A VIETNAMESE man suspected of having twice been trafficked into the UK by criminal gangs has been deported.

Campaigners and his friends criticised the decision, saying he was let down by the system.

The young man, in his mid-20s and who has not been named, lived in Swindon while his asylum claim was processed by the government. He lived briefly with the family of Labour councillor Fay Howard, under a Swindon City of Sanctuary scheme pairing refugees with homeowners in the town.

The councillor said she was distraught at the Vietnamese trafficking victim’s deportation. The young man, whom Mrs Howard regarded as a second son, enjoyed cooking, table tennis and learning English.

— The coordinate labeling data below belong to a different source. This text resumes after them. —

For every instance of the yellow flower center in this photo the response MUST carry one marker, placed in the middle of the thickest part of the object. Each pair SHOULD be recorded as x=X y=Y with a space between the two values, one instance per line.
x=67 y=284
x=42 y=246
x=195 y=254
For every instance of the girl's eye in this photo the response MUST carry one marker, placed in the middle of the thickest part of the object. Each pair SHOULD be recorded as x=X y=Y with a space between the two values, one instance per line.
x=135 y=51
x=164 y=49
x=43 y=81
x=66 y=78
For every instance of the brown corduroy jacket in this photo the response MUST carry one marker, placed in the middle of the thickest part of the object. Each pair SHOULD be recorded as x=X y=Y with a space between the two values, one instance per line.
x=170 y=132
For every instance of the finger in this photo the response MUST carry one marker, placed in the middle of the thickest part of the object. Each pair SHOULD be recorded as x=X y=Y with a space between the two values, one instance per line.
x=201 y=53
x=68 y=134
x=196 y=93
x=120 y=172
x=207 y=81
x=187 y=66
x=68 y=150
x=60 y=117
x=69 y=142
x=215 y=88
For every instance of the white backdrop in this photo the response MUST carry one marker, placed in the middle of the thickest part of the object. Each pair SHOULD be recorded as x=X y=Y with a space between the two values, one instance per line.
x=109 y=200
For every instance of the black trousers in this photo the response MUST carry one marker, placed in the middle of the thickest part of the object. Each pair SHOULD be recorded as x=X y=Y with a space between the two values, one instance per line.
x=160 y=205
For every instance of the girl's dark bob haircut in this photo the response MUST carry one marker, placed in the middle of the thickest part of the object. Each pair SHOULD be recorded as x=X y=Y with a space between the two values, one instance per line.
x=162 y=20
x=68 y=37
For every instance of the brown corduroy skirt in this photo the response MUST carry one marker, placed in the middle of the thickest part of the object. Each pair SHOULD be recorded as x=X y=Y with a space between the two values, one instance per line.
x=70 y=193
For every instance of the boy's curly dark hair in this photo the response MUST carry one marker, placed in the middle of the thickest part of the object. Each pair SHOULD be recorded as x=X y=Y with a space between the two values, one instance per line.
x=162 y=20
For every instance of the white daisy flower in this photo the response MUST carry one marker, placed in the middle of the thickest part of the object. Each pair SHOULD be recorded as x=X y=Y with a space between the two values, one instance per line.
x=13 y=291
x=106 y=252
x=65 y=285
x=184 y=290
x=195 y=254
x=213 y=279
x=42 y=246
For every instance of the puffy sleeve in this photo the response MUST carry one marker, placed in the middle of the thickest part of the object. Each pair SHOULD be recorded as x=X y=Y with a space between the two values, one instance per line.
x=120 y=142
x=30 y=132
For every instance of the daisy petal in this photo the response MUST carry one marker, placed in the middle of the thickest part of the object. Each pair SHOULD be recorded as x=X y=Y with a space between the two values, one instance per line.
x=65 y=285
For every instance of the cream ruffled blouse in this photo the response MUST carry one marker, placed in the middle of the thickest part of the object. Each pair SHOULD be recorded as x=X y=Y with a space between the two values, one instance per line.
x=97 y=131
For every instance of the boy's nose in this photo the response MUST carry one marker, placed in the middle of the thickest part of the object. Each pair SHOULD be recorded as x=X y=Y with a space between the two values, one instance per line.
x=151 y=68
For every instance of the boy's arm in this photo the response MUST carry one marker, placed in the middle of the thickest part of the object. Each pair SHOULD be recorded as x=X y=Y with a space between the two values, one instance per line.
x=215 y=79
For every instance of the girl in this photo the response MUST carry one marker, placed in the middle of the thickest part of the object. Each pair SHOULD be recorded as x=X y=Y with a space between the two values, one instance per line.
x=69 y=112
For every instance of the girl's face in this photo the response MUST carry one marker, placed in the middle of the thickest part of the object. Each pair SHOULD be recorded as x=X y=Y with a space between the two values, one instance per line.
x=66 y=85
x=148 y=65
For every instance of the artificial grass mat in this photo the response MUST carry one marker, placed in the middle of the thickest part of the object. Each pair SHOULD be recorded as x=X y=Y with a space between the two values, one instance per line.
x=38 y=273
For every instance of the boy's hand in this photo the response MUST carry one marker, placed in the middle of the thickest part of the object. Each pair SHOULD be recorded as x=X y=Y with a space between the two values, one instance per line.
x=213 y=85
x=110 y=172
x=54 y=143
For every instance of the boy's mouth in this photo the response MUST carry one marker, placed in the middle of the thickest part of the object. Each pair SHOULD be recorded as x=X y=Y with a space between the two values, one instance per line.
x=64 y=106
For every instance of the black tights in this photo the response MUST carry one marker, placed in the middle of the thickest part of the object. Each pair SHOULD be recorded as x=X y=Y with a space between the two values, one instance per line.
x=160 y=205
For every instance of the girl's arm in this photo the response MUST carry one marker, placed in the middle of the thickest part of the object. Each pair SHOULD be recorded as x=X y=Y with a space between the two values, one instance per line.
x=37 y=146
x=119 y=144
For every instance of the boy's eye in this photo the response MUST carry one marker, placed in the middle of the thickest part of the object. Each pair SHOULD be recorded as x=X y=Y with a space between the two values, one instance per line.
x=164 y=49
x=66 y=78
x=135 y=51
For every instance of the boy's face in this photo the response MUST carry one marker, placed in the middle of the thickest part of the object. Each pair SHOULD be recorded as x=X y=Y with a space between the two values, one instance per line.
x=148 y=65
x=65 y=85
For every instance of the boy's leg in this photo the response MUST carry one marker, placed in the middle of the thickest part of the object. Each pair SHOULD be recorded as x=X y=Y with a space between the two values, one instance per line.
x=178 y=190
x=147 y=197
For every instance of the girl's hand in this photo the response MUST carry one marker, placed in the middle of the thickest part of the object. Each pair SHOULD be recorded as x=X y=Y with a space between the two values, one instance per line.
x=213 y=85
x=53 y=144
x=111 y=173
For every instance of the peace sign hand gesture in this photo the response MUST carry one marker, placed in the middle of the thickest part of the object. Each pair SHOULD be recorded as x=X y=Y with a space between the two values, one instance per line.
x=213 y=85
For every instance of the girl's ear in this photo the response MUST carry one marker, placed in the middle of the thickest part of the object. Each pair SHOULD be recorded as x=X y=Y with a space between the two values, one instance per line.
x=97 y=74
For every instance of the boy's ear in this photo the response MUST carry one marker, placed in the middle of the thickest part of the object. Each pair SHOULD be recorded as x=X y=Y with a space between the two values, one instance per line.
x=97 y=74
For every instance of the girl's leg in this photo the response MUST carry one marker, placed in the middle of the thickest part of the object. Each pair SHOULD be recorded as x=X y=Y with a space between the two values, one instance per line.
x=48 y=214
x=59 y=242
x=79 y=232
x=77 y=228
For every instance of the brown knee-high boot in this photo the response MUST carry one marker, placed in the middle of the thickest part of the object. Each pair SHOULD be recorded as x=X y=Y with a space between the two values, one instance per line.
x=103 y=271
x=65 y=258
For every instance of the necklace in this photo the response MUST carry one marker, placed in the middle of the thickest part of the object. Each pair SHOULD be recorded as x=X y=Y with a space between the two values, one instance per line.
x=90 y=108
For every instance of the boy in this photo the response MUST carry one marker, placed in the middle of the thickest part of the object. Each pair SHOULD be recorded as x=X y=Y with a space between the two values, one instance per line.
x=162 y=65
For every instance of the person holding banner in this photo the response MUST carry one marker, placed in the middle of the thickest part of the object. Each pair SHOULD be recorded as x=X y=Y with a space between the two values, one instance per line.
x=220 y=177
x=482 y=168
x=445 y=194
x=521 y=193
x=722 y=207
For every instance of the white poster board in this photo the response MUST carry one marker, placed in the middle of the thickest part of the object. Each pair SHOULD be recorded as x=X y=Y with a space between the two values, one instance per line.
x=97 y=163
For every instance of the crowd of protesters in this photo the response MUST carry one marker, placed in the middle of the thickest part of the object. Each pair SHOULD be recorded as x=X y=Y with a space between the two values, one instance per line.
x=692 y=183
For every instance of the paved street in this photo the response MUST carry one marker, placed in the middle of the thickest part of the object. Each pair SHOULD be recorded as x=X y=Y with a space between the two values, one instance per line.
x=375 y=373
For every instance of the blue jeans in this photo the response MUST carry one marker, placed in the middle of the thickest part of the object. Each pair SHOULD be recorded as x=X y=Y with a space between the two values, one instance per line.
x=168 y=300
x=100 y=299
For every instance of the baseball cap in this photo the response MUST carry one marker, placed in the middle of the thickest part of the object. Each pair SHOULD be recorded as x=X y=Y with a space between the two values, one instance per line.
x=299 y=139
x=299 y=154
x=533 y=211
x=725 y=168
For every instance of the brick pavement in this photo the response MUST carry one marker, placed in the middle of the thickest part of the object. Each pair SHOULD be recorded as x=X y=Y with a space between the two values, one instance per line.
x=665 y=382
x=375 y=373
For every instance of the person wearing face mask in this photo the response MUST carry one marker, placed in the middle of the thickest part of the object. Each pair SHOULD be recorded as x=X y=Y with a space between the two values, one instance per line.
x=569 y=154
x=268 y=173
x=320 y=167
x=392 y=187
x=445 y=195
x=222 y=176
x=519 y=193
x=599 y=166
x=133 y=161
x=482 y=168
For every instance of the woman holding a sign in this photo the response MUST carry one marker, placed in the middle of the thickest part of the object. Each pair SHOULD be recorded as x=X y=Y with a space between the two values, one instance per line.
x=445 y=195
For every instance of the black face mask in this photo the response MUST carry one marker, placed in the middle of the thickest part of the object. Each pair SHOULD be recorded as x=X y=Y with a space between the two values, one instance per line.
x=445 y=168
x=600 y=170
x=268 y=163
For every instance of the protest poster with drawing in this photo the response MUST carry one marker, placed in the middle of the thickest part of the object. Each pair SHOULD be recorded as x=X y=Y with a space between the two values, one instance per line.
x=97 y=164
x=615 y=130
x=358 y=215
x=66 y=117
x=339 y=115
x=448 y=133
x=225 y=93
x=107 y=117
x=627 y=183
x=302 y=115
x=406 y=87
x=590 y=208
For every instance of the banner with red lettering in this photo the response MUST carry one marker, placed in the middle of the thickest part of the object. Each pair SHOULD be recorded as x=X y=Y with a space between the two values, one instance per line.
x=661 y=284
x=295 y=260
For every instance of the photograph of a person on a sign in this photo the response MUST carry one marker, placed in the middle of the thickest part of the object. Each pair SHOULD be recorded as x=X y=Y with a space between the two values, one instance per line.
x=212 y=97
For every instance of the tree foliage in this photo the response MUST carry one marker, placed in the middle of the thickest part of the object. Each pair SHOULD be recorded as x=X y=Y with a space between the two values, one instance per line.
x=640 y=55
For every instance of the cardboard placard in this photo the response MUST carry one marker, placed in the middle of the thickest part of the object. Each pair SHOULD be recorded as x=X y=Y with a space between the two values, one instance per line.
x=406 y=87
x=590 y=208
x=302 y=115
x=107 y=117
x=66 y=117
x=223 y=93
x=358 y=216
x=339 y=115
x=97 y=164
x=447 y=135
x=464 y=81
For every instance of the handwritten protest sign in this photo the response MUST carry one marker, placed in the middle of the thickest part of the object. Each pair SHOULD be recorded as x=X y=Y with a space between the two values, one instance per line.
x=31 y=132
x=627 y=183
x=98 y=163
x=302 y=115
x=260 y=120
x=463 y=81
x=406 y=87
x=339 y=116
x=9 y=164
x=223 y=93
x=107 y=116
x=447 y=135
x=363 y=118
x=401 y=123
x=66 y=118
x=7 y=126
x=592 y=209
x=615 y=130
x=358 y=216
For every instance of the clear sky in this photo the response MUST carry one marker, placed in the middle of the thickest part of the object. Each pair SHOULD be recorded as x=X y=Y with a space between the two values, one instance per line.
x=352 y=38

“Our country needs to do more for those individuals who find themselves trafficked here,” she said. “It’s true the police and the public do what they can to free those trafficked, but what of them then?

“They are not getting the help they need to be rehabilitated.”

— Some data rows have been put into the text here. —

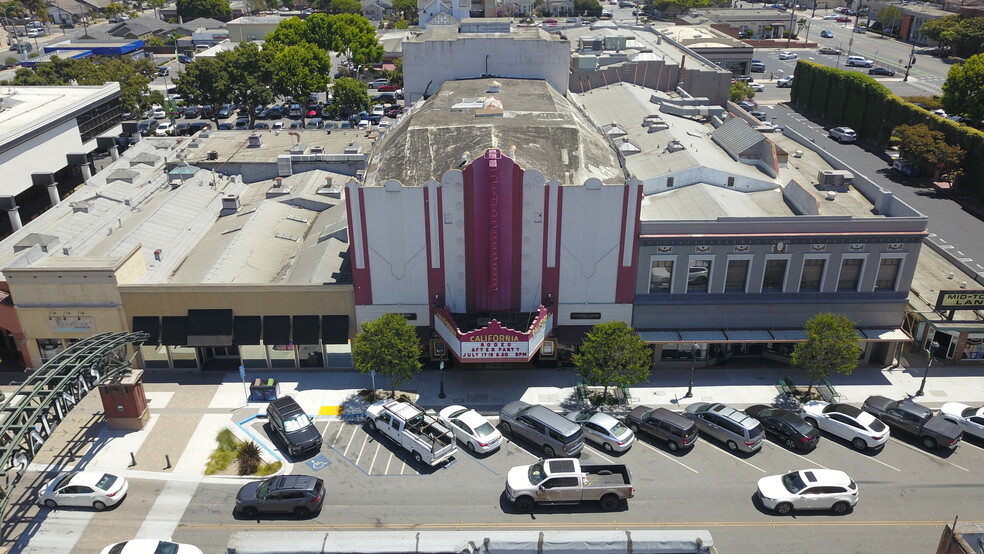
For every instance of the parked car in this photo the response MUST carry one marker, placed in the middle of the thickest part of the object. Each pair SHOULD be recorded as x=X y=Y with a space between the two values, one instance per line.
x=969 y=418
x=842 y=134
x=933 y=430
x=150 y=546
x=471 y=428
x=84 y=489
x=862 y=429
x=555 y=434
x=663 y=425
x=808 y=489
x=603 y=429
x=301 y=495
x=738 y=430
x=787 y=426
x=291 y=424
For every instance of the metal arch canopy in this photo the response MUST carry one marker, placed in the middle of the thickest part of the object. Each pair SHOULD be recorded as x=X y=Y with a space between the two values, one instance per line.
x=30 y=413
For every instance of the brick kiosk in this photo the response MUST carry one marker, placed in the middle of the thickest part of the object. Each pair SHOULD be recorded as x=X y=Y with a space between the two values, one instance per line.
x=125 y=402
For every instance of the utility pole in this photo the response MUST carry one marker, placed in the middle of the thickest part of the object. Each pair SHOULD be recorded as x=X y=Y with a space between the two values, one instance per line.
x=908 y=66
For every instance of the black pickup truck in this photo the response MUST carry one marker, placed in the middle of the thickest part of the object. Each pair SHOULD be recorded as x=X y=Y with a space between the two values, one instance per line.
x=916 y=419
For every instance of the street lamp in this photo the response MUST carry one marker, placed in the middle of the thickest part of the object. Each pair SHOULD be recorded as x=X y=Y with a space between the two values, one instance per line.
x=694 y=348
x=929 y=353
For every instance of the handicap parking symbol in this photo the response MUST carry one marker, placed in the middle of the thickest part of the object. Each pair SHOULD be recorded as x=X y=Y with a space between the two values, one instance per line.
x=319 y=462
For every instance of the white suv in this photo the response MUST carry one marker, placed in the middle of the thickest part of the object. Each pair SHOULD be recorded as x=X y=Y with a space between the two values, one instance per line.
x=808 y=489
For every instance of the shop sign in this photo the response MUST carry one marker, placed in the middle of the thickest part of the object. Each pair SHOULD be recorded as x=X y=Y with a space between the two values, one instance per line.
x=960 y=300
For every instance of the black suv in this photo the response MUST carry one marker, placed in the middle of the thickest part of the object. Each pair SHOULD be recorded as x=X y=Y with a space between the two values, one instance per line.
x=785 y=425
x=289 y=422
x=301 y=495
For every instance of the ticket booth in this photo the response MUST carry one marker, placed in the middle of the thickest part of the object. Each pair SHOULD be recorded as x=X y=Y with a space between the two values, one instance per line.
x=124 y=401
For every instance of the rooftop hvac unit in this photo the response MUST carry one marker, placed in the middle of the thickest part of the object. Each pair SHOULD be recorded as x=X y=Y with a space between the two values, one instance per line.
x=230 y=202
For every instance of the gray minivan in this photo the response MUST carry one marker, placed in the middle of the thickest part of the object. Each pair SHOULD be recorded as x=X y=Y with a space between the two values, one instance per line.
x=556 y=434
x=735 y=428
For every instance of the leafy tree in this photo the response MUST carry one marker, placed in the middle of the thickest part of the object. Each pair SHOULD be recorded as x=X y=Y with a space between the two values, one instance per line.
x=889 y=16
x=191 y=9
x=390 y=346
x=205 y=82
x=351 y=96
x=831 y=345
x=963 y=91
x=344 y=6
x=300 y=70
x=250 y=72
x=613 y=355
x=406 y=8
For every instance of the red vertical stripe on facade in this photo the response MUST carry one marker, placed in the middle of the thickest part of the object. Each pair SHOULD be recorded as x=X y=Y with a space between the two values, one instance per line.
x=361 y=278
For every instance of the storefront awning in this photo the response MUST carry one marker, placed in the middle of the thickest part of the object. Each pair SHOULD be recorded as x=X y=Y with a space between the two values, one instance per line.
x=209 y=327
x=174 y=330
x=150 y=325
x=334 y=329
x=246 y=330
x=276 y=329
x=748 y=335
x=307 y=329
x=894 y=334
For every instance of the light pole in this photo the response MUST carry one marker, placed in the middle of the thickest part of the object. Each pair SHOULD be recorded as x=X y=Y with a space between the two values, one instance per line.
x=441 y=394
x=929 y=353
x=693 y=362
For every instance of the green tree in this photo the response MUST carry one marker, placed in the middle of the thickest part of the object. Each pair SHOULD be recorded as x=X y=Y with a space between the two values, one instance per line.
x=613 y=355
x=250 y=71
x=406 y=8
x=388 y=345
x=191 y=9
x=205 y=82
x=344 y=6
x=831 y=346
x=963 y=91
x=300 y=70
x=890 y=17
x=351 y=96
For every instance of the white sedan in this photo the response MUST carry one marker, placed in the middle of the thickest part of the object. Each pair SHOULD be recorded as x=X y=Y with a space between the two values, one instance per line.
x=85 y=488
x=603 y=429
x=847 y=422
x=150 y=546
x=808 y=489
x=471 y=428
x=969 y=418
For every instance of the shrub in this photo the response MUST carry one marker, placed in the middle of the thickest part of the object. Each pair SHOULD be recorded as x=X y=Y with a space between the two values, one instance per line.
x=248 y=458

She said her former lodger had been stuck in the bizarre situation of being sent to a Home Office detention centre last week and told he would be deported in five days. He was offered an appointment with a legal representative – but the slot was scheduled for several days after he was to be sent back to Vietnam.

The Swindon Advertiser put the young man’s case to Home Secretary Sajid Javid when the minister visited the town on Friday.

Mr Javid said it was inappropriate for him to discuss an individual case. He added: “What is really important here is that when it comes to people trafficking, modern slavery, Britain is recognised a world leader with the Modern Slavery Act.”

However, Swindon City of Sanctuary's Nicola Wood said the young trafficking victim had been let down by the Home Office.

"The current system does not protect those who have been forced into modern slavery," she told the Advertiser.

“The Home Office has let down a young man who has suffered a lot and was finally finding support, friendship and love in Swindon. Someone who was following a legal process.

“He’s now been taken away, without much explanation, having been let down by the system that we believe should be protecting him from being re-trafficked.

“To regain the trust of the public, the Home Office urgently needs to restore legal aid for immigration cases and end immigration detention."